Siyah-beyaz ekranlar aracılığıyla misafir olduğu her eve gerçekten de neşe getiriyordu Nurhan Damcıoğlu: “Ayyh ayyh ayyh… Damcıoğlu Nurhan ben geldim, sizlere neşe getirdim. Kantoculuktur hünerim, şarkı da söyler, raks ederim...” 1970’lerde şıkır şıkır, pırıltılı, püsküllü elbiseleri, tüylü, çiçekli aksesuarları, abartılı dans figürleri, aralara tatlı nidalar sıkıştırdığı kantolarıyla 7’den 70’e tüm aile üyelerini ekran başına topluyordu.
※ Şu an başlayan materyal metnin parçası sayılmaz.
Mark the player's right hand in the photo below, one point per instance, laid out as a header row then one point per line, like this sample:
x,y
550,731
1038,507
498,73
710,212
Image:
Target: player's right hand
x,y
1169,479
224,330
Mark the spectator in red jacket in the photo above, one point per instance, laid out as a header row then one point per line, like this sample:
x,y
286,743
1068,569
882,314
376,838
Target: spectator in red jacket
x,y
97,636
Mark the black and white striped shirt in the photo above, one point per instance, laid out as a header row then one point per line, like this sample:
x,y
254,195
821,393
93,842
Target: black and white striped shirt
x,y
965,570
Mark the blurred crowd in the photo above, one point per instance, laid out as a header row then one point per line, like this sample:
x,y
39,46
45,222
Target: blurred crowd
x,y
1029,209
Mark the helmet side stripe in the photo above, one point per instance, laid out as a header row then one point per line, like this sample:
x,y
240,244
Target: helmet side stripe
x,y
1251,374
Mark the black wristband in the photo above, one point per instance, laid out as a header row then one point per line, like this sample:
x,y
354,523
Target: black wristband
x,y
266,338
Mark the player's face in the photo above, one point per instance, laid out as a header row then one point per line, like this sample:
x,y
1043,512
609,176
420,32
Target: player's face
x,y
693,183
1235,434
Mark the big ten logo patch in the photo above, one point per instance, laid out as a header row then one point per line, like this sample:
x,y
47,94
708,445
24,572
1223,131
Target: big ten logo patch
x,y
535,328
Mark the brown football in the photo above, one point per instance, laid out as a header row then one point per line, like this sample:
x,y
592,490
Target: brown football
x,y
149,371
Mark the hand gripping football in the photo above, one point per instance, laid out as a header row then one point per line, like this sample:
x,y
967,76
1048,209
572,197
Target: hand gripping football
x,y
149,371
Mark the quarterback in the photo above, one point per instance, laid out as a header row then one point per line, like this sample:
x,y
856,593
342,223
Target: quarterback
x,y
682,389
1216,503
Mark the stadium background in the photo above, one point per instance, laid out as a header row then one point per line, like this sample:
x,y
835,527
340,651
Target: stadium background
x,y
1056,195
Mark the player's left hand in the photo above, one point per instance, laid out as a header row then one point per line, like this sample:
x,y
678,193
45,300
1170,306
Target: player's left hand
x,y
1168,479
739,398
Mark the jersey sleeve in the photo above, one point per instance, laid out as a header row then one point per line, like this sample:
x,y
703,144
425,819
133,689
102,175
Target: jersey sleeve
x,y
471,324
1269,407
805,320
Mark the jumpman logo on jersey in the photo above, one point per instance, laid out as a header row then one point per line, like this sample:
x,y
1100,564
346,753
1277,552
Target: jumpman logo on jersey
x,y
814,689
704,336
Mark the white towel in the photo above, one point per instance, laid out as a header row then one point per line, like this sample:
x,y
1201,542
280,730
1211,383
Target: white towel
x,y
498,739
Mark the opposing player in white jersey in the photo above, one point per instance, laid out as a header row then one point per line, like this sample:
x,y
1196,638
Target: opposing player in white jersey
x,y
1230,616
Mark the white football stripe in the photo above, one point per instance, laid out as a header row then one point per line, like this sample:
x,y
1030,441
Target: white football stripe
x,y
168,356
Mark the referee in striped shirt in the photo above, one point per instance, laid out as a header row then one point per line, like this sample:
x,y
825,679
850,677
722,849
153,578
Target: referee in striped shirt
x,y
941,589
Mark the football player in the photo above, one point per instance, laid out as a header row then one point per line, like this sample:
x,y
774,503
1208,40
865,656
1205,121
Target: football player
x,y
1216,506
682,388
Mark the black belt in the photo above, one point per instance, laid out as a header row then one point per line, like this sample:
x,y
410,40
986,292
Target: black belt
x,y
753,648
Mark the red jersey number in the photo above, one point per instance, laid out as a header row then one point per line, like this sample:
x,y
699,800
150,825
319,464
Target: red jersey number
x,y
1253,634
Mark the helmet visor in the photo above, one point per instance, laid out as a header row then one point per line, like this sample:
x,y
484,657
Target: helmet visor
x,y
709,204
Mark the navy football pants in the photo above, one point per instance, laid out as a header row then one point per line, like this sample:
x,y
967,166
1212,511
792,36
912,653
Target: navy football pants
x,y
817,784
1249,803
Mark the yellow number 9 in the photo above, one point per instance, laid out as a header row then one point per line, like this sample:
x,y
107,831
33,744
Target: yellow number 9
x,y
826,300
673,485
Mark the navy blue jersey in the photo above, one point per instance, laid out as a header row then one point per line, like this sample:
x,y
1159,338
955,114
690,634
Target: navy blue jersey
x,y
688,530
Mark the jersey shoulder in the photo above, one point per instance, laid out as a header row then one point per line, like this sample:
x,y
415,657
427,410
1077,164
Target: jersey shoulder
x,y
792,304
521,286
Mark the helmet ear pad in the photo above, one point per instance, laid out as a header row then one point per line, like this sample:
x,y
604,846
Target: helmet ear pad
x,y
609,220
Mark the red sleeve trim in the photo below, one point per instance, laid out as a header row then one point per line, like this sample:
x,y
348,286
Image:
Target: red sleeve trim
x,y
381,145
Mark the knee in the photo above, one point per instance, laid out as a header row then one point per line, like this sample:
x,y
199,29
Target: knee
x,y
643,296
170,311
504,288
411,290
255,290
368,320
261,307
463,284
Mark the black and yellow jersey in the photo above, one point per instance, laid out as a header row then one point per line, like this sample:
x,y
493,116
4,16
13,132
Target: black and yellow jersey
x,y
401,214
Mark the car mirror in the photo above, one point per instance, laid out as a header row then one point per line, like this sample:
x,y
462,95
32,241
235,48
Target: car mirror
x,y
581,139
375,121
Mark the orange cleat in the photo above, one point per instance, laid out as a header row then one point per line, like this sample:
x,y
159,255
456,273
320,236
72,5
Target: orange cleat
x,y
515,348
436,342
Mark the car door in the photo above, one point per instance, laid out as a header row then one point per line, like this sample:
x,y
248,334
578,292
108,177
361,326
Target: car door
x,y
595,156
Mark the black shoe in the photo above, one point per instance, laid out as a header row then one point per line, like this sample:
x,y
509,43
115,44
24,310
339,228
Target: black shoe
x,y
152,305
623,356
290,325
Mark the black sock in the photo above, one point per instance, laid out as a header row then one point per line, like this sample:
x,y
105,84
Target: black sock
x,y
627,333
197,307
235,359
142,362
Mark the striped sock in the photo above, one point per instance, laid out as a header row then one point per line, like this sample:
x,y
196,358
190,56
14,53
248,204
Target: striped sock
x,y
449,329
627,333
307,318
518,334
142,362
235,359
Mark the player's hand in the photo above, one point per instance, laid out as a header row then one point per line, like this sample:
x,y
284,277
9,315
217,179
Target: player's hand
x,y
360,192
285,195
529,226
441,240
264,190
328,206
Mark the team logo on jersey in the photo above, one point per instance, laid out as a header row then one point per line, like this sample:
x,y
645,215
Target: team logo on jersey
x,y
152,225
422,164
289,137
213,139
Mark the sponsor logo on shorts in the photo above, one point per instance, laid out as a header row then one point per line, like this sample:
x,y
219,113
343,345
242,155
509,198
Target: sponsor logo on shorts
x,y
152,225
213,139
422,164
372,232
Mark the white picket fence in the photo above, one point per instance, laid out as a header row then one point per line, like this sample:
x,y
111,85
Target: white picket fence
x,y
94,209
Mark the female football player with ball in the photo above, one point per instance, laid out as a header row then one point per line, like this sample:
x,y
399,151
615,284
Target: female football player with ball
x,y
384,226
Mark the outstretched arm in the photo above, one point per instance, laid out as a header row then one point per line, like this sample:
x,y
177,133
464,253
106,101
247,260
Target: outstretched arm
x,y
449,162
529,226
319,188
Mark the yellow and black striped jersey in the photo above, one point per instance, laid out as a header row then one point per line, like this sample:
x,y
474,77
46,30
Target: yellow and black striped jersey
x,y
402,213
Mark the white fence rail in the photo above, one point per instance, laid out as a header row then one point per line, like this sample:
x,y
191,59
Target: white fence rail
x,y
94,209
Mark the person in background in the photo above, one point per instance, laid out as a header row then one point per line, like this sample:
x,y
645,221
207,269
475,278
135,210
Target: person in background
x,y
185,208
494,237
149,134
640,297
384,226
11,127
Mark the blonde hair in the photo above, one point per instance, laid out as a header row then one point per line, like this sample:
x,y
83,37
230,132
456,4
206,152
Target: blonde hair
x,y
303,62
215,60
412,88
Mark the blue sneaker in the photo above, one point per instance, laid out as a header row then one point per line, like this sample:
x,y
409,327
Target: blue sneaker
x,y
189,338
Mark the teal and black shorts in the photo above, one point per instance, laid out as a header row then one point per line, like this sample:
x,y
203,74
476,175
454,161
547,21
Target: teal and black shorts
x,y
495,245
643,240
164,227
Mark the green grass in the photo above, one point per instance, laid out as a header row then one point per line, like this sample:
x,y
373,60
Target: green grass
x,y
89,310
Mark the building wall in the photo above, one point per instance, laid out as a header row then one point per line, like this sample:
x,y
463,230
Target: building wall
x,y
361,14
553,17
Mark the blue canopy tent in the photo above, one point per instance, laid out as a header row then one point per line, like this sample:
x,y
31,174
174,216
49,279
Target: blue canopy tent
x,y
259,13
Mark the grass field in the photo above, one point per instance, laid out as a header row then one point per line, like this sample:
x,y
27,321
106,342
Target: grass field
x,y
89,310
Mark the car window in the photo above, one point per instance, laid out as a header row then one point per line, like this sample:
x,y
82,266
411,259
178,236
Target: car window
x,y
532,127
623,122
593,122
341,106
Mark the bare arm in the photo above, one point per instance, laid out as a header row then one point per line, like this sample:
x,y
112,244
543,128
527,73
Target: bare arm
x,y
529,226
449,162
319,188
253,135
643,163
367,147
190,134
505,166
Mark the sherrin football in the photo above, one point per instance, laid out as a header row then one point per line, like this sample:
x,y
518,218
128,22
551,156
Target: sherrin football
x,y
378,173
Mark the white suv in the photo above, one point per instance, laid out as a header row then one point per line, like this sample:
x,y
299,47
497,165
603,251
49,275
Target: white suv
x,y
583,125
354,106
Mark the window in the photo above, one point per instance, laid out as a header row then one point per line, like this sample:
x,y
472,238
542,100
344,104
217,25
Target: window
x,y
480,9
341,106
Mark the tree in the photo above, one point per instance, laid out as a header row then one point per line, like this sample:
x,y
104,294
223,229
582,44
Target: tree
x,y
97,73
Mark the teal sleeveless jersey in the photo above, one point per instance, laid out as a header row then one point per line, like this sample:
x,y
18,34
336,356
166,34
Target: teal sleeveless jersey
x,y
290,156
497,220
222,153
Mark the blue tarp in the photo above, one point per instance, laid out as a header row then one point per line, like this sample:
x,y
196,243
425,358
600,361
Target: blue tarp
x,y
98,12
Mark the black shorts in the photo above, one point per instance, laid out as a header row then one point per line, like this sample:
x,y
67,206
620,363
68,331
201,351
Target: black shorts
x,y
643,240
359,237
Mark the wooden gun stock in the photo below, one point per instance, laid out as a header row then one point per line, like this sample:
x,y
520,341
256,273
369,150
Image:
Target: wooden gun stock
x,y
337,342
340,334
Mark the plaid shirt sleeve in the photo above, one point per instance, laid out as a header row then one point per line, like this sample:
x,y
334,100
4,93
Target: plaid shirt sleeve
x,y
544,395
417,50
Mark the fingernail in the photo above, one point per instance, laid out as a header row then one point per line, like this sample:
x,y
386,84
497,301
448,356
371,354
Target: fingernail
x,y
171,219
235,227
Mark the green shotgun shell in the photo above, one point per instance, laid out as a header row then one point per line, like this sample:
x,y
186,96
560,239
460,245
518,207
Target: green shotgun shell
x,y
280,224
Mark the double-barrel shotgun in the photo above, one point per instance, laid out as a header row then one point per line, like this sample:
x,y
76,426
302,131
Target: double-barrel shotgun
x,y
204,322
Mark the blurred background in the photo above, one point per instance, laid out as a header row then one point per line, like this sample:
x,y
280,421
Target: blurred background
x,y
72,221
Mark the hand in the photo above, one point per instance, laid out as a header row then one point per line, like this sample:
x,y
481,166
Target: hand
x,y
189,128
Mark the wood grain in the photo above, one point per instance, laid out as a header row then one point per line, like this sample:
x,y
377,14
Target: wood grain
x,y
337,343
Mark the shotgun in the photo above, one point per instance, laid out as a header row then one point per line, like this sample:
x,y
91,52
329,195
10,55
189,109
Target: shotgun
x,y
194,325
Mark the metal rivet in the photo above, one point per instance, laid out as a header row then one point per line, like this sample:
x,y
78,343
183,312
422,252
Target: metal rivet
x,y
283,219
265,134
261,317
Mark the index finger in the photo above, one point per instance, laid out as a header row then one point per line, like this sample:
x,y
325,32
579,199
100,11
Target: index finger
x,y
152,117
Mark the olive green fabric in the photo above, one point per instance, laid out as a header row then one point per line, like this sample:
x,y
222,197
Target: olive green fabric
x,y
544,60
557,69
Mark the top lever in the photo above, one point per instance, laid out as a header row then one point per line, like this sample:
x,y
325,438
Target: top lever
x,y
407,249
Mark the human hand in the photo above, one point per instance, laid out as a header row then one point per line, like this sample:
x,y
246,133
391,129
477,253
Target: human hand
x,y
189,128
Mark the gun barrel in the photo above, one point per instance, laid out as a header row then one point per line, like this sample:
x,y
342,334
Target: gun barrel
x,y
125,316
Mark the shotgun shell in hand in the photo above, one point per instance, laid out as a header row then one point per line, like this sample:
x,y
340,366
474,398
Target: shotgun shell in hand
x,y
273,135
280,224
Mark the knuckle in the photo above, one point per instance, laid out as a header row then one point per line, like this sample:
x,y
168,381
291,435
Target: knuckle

Tekti, eşsizdi… Bir Nurhan Damcıoğlu daha yoktu.

‘Kantoculuktur hünerim’

Sanatçı son günlerini İzmir’de geçirdi.

5 Haziran’da (pazartesi) 82 yaşında aramızdan ayrılınca birçoğumuz geçmişimizin bir parçasını yitirmiş gibi hissettik. Bu ufak tefek kadın hiç dinmeyen hayat enerjisiyle bize mütevazı ve bir o kadar da güzel günlerimizden yadigârdı çünkü. Bir yandan da karşılıklı bir sevgi alışverişiydi aramızdaki. O da yaşamındaki zorlukları, aldığı yaraları unutuyordu kantolarıyla. “Yangın var. Ben yanıyorum, yetişin a dostlar, tutuşuyorum” derken içindeki yangınlara bir parça su serpmemizi bekliyordu belki de…

Haberin Devamı

‘Kantoculuktur hünerim’

Zeki Müren, Damcıoğlu’nu dinleyenler arasında...

Tiyatro aşkı ağır bastı

1 Mayıs 1941’de dünyaya geldi Nurhan Damcıoğlu. Babası Mustafa açık hava sineması işletiyordu. Annesiyse devlet operasında terziydi. İkişer yaş arayla dünyaya gelen sekiz kardeşi vardı. İki kişi çalışmasıyla o kadar boğazı idare etmek kolay olmuyordu. Hatta anne ve babası bakamadıkları için iki erkek kardeşini Çocuk Esirgeme Kurumu’na vermek zorunda kalmıştı. Nurhan Damcıoğlu da çocuk yaşta çalışmaya başladı. Daha bebekleriyle oynamaya bile vakit bulamadan…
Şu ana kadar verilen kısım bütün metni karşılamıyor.